Coach Ron Rivera wants to see more of that next season.
"If you look at a lot of the teams that do end up at the end where they are [in the playoffs], most of them rush for well over a thousand on offense," Rivera said during his end of season press conference. "And I think they control the tempo of the game, and I think that's what we need to do to win football games. We need to control that tempo of the game."
Once Robinson returned to the active roster, Gibson's role changed from being the starting back to more of a backup role. That does not mean he was less valuable to the game plan, though, as he still finished the season with 899 scrimmage yards and five total touchdowns.
From Week 5 on, Gibson was used to attack the defensive perimeter more often. It ended up working out on several occasions, too, with his 18 first down conversions through receptions being fourth on the team. PFF also gave Gibson the second-best receiving grade (80.5) among all running backs.
Rivera sees the duo as a strong combination.
"We got a big, physical, powerful guy and then we got an elusive guy that's got great hands," Rivera said.
When Gibson and Robinson were together and at their best, Washington had a 6-1 stretch and was able to knock off the Super Bowl-bound Philadelphia Eagles.

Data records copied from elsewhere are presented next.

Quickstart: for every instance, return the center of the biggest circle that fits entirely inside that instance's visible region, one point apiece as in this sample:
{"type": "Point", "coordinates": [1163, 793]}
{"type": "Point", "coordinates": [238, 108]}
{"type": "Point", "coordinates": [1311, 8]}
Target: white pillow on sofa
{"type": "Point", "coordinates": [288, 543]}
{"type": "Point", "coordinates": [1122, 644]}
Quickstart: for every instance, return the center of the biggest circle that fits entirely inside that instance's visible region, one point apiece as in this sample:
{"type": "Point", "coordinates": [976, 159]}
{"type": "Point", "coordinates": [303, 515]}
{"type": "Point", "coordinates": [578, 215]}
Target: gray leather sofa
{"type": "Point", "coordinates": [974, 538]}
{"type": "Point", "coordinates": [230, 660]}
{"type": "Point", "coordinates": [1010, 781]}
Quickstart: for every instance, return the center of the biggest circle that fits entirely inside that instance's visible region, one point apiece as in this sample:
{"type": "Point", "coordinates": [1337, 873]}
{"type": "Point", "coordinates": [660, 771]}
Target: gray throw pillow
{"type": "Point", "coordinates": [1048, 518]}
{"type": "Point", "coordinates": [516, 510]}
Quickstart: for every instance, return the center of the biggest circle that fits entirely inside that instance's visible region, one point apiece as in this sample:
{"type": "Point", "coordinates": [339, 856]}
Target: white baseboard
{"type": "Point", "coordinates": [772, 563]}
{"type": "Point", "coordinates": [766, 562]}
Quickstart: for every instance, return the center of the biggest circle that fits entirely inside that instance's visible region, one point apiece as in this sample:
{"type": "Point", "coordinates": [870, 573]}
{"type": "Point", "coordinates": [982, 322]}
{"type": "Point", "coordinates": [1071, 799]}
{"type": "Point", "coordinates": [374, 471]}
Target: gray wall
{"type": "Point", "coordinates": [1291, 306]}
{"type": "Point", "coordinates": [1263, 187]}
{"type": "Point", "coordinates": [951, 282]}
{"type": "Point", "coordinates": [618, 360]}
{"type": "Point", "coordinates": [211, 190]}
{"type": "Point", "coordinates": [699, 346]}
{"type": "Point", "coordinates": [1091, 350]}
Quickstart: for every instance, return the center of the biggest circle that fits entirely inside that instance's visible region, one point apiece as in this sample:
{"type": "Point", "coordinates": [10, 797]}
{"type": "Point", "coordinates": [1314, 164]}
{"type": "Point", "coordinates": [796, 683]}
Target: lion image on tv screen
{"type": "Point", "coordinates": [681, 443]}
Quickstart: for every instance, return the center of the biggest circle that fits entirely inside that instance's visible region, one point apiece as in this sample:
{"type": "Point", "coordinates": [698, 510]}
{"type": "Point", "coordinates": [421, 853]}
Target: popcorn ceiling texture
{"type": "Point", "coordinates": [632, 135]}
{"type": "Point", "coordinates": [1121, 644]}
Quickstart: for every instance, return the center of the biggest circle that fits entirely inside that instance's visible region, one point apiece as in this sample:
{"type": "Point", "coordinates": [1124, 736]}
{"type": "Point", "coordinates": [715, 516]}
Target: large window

Leaning on the running back looks to be Washington's plan going forward. The hope is that the philosophy will lead the Commanders to postseason success.
"When you can't run the football late in the year, it makes it very, very difficult to advance, make the playoffs or have success in the playoffs," said general manager Martin Mayhew. "So that's why I think it's really important, and the physicality of the game, I think, is what can make a good team better or an average team good. When you can out hit somebody, it gives you a chance to win every game."